If you live in a big city, you can save a few cents per litre on gas by travelling to the boonies. But you also understand that it doesn’t make sense to burn $10 of fuel driving out of town so you can save $8 on a fill-up. Yet many investors seem to be making a similar error by trying to avoid foreign withholding taxes in their registered portfolios.
About a year ago, Justin Bender and I co-wrote a white paper that estimated the cost of foreign withholding taxes. There are far too many details to review here, but among the most important is that withholding taxes on dividends are lost if you hold a Canadian mutual fund or ETF of foreign stocks inside an RRSP or TFSA. If you hold the same fund in a non-registered account, however, you can recover the withholding taxes by claiming a credit on your tax return.
Sometimes I feel like we created a monster with this paper, because I have received many e-mails from readers who have misunderstood this information and made poor decisions as a result.
Here’s an example: Cyril wants to build a balanced portfolio that includes US and international equities, and he wants to use only Canadian-listed ETFs. Having read our white paper, Cyril knows that if he uses an ETF such as the Vanguard US Total Market (VUN) in an RRSP or TFSA, it will incur a 15% withholding tax on the dividends. So although he has plenty of contribution room in his tax-sheltered accounts, Cyril decides to hold his US equities in a non-registered account so he can recover that withholding tax.
That might sound wise, but it’s like driving a hundred miles out of your way to buy cheaper gas. Cyril’s decision would avoid a small withholding tax on dividends while opening himself up to Canadian income taxes on the fund’s total return.
Save a little, pay a lot
Let’s assume Cyril’s portfolio includes a $10,000 holding in VUN, and that the yield on the fund is 2%. The ETF would pay $200 annually in dividends, resulting in withholding taxes of $30. This would be lost in an RRSP or TFSA, but recoverable in a non-registered account. But you can’t stop there.

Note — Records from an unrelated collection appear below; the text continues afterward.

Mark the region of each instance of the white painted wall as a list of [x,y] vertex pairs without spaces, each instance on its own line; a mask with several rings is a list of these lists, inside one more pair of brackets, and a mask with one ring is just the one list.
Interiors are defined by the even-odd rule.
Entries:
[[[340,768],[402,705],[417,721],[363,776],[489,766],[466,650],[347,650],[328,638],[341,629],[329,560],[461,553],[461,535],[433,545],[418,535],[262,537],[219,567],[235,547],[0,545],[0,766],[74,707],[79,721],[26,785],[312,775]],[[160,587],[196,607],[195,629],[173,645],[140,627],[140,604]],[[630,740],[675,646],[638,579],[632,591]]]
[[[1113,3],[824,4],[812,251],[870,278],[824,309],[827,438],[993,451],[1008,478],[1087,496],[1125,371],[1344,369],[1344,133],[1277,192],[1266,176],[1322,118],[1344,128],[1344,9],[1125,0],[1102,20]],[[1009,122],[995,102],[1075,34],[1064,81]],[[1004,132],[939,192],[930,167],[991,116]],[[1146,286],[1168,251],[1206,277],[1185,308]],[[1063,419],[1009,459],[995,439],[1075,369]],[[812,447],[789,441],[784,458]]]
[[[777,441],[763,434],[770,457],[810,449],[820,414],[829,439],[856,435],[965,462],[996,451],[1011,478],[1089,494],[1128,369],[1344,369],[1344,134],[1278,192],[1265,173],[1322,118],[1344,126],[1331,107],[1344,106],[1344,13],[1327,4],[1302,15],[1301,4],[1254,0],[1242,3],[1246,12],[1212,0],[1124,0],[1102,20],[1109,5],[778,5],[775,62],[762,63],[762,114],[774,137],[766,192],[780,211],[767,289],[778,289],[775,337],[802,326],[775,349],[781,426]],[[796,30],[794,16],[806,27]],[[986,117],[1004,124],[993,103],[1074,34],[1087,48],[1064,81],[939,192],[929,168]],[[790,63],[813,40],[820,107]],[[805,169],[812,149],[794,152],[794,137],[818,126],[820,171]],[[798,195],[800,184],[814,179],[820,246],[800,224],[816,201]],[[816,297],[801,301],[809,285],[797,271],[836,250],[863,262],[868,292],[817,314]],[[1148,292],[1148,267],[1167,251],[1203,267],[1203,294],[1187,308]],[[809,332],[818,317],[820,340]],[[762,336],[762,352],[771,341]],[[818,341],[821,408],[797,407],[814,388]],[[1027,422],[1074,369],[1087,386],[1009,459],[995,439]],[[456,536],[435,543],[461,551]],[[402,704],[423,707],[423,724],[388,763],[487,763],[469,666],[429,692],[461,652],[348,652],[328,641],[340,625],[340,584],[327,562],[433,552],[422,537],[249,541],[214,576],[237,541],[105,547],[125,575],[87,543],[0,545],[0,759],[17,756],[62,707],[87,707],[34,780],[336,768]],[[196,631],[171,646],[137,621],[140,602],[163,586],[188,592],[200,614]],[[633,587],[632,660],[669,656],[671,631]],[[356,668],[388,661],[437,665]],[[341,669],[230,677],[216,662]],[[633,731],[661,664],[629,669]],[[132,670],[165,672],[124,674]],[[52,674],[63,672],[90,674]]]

If Cyril holds the fund in a non-registered account, he will need to report the full $200 as foreign income and it will be taxed at his full marginal rate. Assuming an average income, his marginal rate is likely about 30%, or more than double the rate of US withholding tax. What’s more, any capital gains on the ETF will eventually be taxable—at half his marginal rate—when they are realized.
All of which is to say, in the vast majority of cases Cyril’s overall tax bill is going to be significantly lower if he holds his US equity fund in a tax-sheltered account. And that doesn’t even factor in the tax deduction Cyril would receive by making a contribution to his RRSP.
Counting the cost
You may have noticed something else in the comparison above. The total impact of foreign withholding tax on Cyril’s $10,000 holding was just $30. When investors hear “you’re subjected to a 15% tax” it can sound dramatic, but in dollar terms it may not be much at all. On a five-figure portfolio, foreign withholding taxes should not be a primary concern.
Consider another young investor, Lana, who has $36,500, enough to max out her TFSA. She’s decided to keep 50% of her portfolio in US and international equities, but she’s worried that foreign withholding taxes will erode her returns. If we assume international equities yield about 3% and the average withholding tax is 10%, it turns out the cost is also about $30 per $10,000 invested, the same as for US equities. So the total impact of foreign withholding taxes on Lana’s TFSA would be about $55 a year. That’s not negligible, but it’s probably a lower number than you expected. And it’s clearly not a reason for Lana to avoid getting global diversification.
So let’s be clear: most investors should take full advantage of tax-sheltered accounts before investing in non-registered accounts, period. While there are exceptions to this rule of thumb, none of them have anything to do with avoiding foreign withholding taxes.